Dour outlook: The spike in COVID-19 cases in the U.S. and several developing or emerging market nations prompted the International Monetary Fund (IMF) to slash its forecast for global growth from its April projections.

  • The IMF now expects global economic gross domestic product (GDP) to fall 4.9 percent in 2020, 1.9 percentage points higher than the 3-percent decline the international lender projected in April.
  • While the IMF expects global GDP growth to rebound to 5.4 percent next year, that rate is still 6.5 percentage points below the growth level projected by the IMF in January.

Senate Democrats raise concerns about debit cards used for stimulus payments: A group of Senate Democrats on Wednesday raised concerns about the coronavirus relief payments sent to taxpayers via prepaid debit cards, saying the cards have posed challenges for taxpayers.

“We are concerned that this decision has imposed unnecessary burdens — including fees — on individuals who would have preferred to receive their stimulus payments by check, and that the process of activating these prepaid debit cards requires individuals to provide personal information that could be shared with third parties for marketing and other commercial purposes,” the senators wrote in a letter dated Wednesday to Treasury Secretary Steven Mnuchin and IRS Commissioner Charles Rettig.

  • Under legislation enacted in March, most Americans are entitled to one-time direct payments of up to $1,200 per adult and $500 per child.
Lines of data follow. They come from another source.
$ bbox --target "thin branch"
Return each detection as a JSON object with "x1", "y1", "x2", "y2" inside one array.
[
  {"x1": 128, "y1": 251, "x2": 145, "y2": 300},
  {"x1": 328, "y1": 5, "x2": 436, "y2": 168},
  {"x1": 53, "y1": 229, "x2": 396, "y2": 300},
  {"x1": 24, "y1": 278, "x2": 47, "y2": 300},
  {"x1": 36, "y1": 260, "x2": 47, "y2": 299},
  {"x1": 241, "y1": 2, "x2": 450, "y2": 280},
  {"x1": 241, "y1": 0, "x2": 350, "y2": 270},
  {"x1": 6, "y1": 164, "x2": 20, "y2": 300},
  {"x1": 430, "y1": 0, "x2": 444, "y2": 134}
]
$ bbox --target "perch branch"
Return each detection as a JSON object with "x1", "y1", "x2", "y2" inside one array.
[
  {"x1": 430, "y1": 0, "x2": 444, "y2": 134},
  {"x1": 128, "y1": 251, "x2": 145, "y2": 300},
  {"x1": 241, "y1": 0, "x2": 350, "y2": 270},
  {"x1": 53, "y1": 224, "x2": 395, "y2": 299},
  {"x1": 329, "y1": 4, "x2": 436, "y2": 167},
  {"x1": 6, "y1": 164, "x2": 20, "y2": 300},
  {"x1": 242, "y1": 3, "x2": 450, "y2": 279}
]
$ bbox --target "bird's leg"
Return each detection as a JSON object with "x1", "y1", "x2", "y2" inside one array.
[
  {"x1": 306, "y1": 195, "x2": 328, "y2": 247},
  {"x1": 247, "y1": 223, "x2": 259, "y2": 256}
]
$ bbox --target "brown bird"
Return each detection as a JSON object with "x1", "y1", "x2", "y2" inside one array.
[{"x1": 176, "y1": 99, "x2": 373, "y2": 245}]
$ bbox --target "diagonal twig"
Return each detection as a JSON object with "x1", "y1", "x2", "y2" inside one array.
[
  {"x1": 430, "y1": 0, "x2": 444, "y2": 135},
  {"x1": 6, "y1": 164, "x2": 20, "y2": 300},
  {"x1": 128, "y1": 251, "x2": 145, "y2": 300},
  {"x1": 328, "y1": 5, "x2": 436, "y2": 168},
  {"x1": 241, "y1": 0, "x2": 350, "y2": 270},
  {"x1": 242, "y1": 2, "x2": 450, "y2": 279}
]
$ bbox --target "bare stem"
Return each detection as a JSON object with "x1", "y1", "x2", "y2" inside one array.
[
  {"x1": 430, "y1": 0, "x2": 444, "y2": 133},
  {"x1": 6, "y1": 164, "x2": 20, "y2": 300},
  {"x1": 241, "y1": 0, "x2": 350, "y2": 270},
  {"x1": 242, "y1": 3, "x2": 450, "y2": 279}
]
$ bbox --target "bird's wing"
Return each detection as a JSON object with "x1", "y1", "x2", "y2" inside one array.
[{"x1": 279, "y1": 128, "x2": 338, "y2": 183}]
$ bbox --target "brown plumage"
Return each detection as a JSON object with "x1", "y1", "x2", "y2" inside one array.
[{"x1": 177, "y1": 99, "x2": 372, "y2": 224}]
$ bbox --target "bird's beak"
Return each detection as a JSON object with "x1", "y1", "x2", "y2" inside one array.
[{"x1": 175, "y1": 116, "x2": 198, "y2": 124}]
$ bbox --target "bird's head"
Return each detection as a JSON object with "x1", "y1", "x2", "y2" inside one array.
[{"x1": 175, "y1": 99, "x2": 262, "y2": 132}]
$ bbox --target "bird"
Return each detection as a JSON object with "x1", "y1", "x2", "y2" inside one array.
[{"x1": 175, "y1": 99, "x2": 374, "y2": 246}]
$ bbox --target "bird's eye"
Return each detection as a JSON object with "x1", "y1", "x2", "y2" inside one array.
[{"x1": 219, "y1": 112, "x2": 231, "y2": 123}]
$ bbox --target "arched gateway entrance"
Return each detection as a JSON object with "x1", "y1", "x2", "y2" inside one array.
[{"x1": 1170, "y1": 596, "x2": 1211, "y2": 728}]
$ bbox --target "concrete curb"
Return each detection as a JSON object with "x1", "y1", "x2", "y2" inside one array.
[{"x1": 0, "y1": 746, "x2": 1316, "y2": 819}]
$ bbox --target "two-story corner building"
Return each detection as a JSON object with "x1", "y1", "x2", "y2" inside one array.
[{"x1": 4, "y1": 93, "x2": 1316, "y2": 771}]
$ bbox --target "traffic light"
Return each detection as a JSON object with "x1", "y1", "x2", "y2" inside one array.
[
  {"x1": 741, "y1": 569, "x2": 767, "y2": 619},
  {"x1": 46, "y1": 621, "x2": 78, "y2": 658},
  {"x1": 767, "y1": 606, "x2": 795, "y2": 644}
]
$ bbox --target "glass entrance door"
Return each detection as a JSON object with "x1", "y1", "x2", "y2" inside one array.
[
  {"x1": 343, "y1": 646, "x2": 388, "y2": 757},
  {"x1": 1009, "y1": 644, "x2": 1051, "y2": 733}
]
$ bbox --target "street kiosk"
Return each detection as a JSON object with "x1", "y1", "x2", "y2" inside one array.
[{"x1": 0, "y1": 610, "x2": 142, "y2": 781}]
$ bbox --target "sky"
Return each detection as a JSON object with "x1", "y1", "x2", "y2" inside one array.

Treasury said earlier this month that it’s distributed 159 million payments.
  • The Treasury Department announced in May that it was distributing nearly 4 million of the payments via prepaid debit cards. 
  • The department said that it was sending the cards to people whose bank information was not on file with the IRS and who had their tax returns processed at IRS service centers in Andover, Mass., and Austin, Texas.

The Hill’s Naomi Jagoda has more here.

GOOD TO KNOW

  • Many taxpayers who received or will receive their refunds after April 15 of this year will get interest payments from the IRS, the agency said Wednesday.
  • Facebook is coming under mounting pressure from major companies to rein in hateful content on the platform or risk further loss of ad revenue.
  • Democrats on a House subcommittee are seeking information about the Treasury Department’s administration of the “opportunity zone” program created by President Trump’s 2017 tax law.